Chronic wasting disease (CWD) is “expanding” and has now been found in deer, elk, and moose in at least 32 states and four Canadian provinces, according to a December update from the National Wildlife Health Center, a governmental organization dedicated to wildlife disease detection, control, and prevention.
Over the past two months, several areas of the country reported cases of the disease for the first time, including the state of Kentucky, Yellowstone National Park, and Coleman County, Texas.
The illness has earned the nickname “zombie deer disease” because it eats away at the brain and causes stumbling, excessive drooling and head lowering, blank stares, listlessness, and lack of fear of people, according to the Texas Parks and Wildlife Department. As the name of the disease implies, animals also gradually become skinnier, emaciated, or “wasted” over the course of a year or more.

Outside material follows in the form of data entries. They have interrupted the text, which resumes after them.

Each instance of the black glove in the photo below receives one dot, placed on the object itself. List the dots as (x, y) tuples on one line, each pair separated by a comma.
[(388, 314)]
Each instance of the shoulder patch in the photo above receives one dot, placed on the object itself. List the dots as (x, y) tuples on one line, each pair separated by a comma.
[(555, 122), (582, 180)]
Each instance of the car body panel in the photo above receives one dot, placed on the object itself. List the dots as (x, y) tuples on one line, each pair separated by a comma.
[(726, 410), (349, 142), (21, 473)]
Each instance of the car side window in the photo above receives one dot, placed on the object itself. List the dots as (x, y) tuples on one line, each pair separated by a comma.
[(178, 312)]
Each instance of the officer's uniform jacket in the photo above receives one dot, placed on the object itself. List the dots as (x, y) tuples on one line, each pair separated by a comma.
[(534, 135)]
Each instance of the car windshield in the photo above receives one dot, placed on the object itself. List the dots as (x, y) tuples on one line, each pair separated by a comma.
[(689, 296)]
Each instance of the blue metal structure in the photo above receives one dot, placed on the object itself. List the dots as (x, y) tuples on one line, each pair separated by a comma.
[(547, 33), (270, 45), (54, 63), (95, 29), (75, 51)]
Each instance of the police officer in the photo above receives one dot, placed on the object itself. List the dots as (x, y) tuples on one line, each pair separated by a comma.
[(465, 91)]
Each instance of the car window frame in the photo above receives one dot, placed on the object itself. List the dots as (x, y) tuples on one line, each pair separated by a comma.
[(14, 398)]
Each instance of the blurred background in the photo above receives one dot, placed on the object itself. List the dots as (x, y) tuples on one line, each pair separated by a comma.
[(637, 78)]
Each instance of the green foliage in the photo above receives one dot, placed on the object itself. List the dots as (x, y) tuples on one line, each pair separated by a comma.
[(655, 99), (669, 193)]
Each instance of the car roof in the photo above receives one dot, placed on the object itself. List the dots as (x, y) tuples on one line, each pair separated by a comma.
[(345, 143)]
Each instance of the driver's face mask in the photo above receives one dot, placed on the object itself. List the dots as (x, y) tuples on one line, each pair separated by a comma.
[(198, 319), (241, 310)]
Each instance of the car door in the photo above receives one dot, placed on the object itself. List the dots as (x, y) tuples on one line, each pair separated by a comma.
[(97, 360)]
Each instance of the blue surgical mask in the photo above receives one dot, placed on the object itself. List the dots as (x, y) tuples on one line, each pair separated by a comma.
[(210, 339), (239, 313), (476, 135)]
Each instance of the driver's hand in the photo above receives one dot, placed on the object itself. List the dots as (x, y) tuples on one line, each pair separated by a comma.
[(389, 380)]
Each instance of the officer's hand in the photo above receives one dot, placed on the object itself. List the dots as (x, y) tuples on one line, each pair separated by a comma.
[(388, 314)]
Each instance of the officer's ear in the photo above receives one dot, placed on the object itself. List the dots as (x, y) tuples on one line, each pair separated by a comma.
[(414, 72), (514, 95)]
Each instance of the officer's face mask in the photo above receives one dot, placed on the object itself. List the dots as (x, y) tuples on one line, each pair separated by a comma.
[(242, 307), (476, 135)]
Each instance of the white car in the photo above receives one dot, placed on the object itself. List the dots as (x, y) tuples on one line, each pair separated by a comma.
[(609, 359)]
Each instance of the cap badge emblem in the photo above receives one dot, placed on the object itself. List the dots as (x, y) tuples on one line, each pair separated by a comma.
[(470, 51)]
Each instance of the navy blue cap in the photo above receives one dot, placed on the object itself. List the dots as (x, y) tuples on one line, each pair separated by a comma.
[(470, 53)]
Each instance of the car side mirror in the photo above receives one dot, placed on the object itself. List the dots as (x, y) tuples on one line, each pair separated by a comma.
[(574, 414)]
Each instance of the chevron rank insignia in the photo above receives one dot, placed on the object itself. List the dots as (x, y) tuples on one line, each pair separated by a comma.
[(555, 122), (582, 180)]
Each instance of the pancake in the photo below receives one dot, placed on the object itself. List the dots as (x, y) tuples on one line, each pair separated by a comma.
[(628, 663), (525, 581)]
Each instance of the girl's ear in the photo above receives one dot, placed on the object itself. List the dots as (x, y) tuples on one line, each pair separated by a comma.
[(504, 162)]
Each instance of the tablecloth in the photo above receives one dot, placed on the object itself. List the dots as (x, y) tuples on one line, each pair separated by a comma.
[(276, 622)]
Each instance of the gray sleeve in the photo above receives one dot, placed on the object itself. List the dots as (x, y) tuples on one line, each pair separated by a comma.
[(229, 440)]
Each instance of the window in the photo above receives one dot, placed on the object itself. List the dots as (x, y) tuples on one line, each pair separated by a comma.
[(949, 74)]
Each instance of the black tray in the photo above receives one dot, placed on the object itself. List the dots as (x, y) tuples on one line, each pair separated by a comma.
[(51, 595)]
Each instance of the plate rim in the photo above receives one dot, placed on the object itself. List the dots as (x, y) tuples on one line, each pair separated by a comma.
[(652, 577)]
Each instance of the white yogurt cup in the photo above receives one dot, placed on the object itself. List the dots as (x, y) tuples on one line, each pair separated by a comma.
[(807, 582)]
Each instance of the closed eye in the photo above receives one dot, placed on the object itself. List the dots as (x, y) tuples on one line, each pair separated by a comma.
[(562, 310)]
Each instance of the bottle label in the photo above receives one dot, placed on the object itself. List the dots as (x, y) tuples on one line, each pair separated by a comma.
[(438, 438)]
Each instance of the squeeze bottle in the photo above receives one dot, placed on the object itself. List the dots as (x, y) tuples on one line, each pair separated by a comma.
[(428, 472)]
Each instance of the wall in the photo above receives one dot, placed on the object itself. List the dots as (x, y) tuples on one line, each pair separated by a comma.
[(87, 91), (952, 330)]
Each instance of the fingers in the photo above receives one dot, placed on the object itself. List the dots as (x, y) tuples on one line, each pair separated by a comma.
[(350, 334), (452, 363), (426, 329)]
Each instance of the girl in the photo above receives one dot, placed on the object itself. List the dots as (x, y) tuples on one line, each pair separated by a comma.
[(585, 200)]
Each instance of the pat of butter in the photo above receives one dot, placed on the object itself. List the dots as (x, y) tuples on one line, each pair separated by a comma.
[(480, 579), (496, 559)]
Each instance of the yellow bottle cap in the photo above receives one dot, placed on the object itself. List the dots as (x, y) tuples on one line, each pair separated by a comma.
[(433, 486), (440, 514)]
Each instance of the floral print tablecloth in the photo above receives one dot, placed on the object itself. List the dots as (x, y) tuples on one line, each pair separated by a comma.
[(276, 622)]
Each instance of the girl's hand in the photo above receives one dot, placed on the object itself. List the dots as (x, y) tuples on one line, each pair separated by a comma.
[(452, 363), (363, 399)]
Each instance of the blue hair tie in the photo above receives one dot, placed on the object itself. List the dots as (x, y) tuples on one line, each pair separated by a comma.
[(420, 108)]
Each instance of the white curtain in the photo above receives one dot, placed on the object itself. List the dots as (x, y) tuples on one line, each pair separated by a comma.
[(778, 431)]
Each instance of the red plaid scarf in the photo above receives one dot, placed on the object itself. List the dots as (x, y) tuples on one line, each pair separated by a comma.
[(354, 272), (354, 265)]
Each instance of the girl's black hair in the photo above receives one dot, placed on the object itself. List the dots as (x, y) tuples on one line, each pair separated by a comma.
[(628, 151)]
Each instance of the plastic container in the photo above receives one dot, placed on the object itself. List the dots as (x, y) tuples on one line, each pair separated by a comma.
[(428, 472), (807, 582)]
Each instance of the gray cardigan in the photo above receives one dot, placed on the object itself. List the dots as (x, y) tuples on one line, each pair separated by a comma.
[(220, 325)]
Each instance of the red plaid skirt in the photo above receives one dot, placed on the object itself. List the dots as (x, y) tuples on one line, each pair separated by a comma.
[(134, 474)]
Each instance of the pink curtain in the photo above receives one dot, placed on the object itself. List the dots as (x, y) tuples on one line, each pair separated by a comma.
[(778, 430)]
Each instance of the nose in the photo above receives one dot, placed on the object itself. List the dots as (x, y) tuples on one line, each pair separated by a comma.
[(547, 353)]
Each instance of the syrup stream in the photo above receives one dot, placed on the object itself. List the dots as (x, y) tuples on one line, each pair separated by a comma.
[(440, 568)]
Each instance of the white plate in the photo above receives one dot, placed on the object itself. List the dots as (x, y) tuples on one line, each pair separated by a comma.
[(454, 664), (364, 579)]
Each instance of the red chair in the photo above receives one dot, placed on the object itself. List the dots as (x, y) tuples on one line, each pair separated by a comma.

There is no vaccine or treatment, and the disease is always fatal.
A Brain-Consuming Illness
The condition is caused by abnormal protein particles called prions that accumulate in the brain and create sponge-like holes in the tissue. The Wyoming Wildlife Federation describes it as turning the brain into Swiss cheese.
“If an animal has holes in its brain, it’s not able to function normally, which includes finding food, and over the course of months it just wastes away,” said Krysten Schuler, PhD, a wildlife disease ecologist with Cornell University’s College of Veterinary Medicine, in an interview conducted by the American Association for the Advancement of Science.
Dr. Schuler added that this is really a sad way for deer to die, and calling it “zombie deer disease” misrepresents the illness.
“A lot of people have ideas about what zombies are,” she said. “The deer are not coming for our brains. Unfortunately, this is a disease that affects their brain, but they don’t necessarily become aggressive toward humans. They’re still living creatures and deserve a level of respect and empathy around what they’re facing.”
Is Chronic Wasting Disease a Threat to Humans?
Chronic wasting disease is transmitted by direct animal-to-animal contact or indirectly through contact with infectious particles that remain in the environment in feces, soil, or vegetation.
Although there have been no reported cases of chronic wasting disease infection in people, the Centers for Disease Control and Prevention (CDC) warns that a risk to humans may exist. The health agency cites some research suggesting that monkeys may become infected if they eat meat from CWD-infected animals, or come in contact with brain or body fluids from infected deer or elk.
A scientific paper published in 2022 in the journal Acta Neuropathologica found that the barrier for CWD prions to infect humans is not absolute, and that there is an actual risk that it can transmit to humans.
Schuler, too, said there is potential for the chronic wasting disease to be zoonotic, meaning transmissible from animal to human — just like COVID-19. Mad cow disease, which belongs to the same family of illnesses as CWD, originated in cattle, but humans can get a variant called Creutzfeldt-Jakob disease, which is fatal.
To be on the safe side, health officials recommend that people do not consume meat from CWD-infected animals. The World Health Organization has also stressed the importance of keeping the agents of all known prion diseases from entering the human food system.